Reducing testing. No standardized testing is allowed for grades 1 through 3. For fourth grade and up, standardized testing is allowed only once per semester for Chinese language, math, and foreign language. Other types of tests cannot be given more than twice per semester.
Categorical evaluation. Schools can assess students using only the categories of exceptional, excellent, adequate, and inadequate, replacing the traditional 100-point system.
Minimizing supplemental materials. Schools can use at most one type of material to supplement the textbook, with parental consent. Schools and teachers are forbidden to recommend, suggest, or promote any supplemental materials to students.
Strictly forbidding extra classes. Schools and teachers cannot organize or offer extra instruction after regular school hours or during winter and summer breaks and other holidays. Public schools and their teachers cannot organize or participate in extra instructional activities.
A minimum of one hour of physical exercise. Schools are to guarantee the offering of physical education classes in accordance with the national curriculum, physical activities, and eye exercise during recess.
Strengthening enforcement. Educational authorities at all levels of government shall conduct regular inspection and monitoring of actions to lessen students' academic burden and shall publish their findings. Individuals responsible for academic burden reduction are held accountable by the government.
As determined as China's government can be, few scholars and parents believe this new order would have any better outcomes than its predecessors. Schools might show token compliance, but the students' burden would not decrease. For example, a school might assign less homework, but parents would then add more. Schools might reduce class time and testing, but parents would send their children to private tutors. In fact, the transfer of burden from within the school to outside the school has been a historical phenomenon. “Whenever the government asks schools to reduce academic burden, tutoring companies are the happiest because more parents come to sign up for their children,” observes Xiong Bingqi, deputy president of the 21st Century Education Research Institute.21
Here again is the paradox: China's supremely powerful government has been unable to realize its simple wish to reduce the academic burden on students. Actually that's not entirely true, because during the Cultural Revolution, China had no academic burden problem. But that relief came at a high cost: no quality education and massive destruction of educated individuals and educational institutions. As soon as China returned to traditional education, the academic burden returned and quickly became excessive. Now it only seems to get more powerful, despite widespread resentment of its pressures and strong governmental efforts to control it. Why?
The Prisoner's Dilemma
The Chinese government's educational reforms have been compromised by the very people and institutions they were intended to benefit: students, parents, teachers, and schools. Students an
d parents have long suffered from excessive homework and testing, as have teachers and schools. Talk to any parent, child, and teacher in China, and you will find that very few like the Chinese education system, and an overwhelming majority wants change. But faced with the proposed changes by the government—the very changes the people have demanded—they refuse to cooperate. They are stuck in a game of prisoner's dilemma.

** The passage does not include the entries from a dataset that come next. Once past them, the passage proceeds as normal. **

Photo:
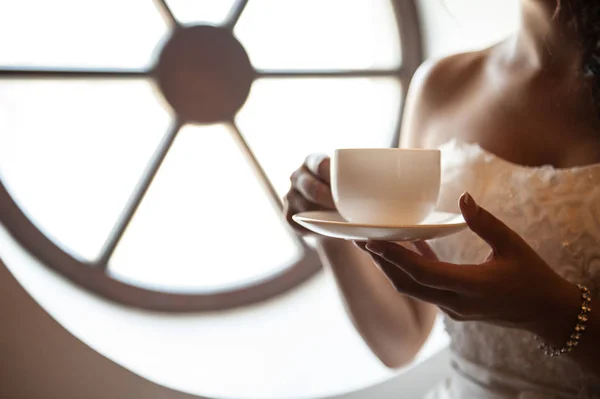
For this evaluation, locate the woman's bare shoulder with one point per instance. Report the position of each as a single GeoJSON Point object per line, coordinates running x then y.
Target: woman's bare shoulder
{"type": "Point", "coordinates": [437, 85]}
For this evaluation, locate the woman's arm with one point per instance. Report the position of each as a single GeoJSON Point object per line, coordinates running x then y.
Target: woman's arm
{"type": "Point", "coordinates": [559, 323]}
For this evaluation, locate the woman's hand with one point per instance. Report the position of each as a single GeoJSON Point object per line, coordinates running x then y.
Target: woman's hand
{"type": "Point", "coordinates": [310, 189]}
{"type": "Point", "coordinates": [513, 287]}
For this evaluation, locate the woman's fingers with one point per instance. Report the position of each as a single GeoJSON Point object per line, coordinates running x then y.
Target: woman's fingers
{"type": "Point", "coordinates": [313, 189]}
{"type": "Point", "coordinates": [319, 165]}
{"type": "Point", "coordinates": [294, 203]}
{"type": "Point", "coordinates": [425, 250]}
{"type": "Point", "coordinates": [425, 271]}
{"type": "Point", "coordinates": [405, 284]}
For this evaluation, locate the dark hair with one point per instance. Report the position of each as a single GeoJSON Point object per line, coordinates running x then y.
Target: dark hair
{"type": "Point", "coordinates": [585, 18]}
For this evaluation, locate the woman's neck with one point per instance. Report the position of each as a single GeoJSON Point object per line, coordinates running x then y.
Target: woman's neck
{"type": "Point", "coordinates": [545, 40]}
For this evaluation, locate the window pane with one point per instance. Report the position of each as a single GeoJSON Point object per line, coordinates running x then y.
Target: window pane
{"type": "Point", "coordinates": [286, 119]}
{"type": "Point", "coordinates": [317, 34]}
{"type": "Point", "coordinates": [206, 223]}
{"type": "Point", "coordinates": [72, 152]}
{"type": "Point", "coordinates": [75, 33]}
{"type": "Point", "coordinates": [201, 11]}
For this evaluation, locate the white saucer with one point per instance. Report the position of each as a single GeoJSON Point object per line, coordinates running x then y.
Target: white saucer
{"type": "Point", "coordinates": [331, 224]}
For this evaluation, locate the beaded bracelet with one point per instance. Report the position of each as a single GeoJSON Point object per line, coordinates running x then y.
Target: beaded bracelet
{"type": "Point", "coordinates": [580, 326]}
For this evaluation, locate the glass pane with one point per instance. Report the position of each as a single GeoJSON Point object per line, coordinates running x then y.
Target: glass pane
{"type": "Point", "coordinates": [317, 34]}
{"type": "Point", "coordinates": [286, 119]}
{"type": "Point", "coordinates": [75, 33]}
{"type": "Point", "coordinates": [72, 152]}
{"type": "Point", "coordinates": [206, 223]}
{"type": "Point", "coordinates": [201, 11]}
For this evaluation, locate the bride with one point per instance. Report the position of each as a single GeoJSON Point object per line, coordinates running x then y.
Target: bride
{"type": "Point", "coordinates": [518, 125]}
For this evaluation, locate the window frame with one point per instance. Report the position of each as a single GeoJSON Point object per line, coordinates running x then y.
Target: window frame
{"type": "Point", "coordinates": [96, 278]}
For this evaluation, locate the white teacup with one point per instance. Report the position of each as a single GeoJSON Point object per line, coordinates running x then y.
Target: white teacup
{"type": "Point", "coordinates": [385, 186]}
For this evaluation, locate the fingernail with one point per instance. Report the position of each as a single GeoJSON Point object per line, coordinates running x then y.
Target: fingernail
{"type": "Point", "coordinates": [468, 206]}
{"type": "Point", "coordinates": [375, 247]}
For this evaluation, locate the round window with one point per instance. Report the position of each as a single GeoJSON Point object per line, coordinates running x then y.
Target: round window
{"type": "Point", "coordinates": [145, 146]}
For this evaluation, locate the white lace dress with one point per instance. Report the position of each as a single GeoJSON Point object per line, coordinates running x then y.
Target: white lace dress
{"type": "Point", "coordinates": [557, 211]}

The prisoner's dilemma is a situation in which two individuals choose not to cooperate, even when cooperation could benefit both of them. The classic description of the dilemma is that two individuals are caught for committing a crime and held in separate cells so they cannot communicate with each other. The police offer them each a deal, and they have to make their decision independently. The deal gives each individual four options:
If A confesses and B denies committing the crime, A goes free and B goes to prison for ten years.
If B confesses and A denies, B goes free and A goes to prison for ten years.
If both A and B confess, both go to prison for six years.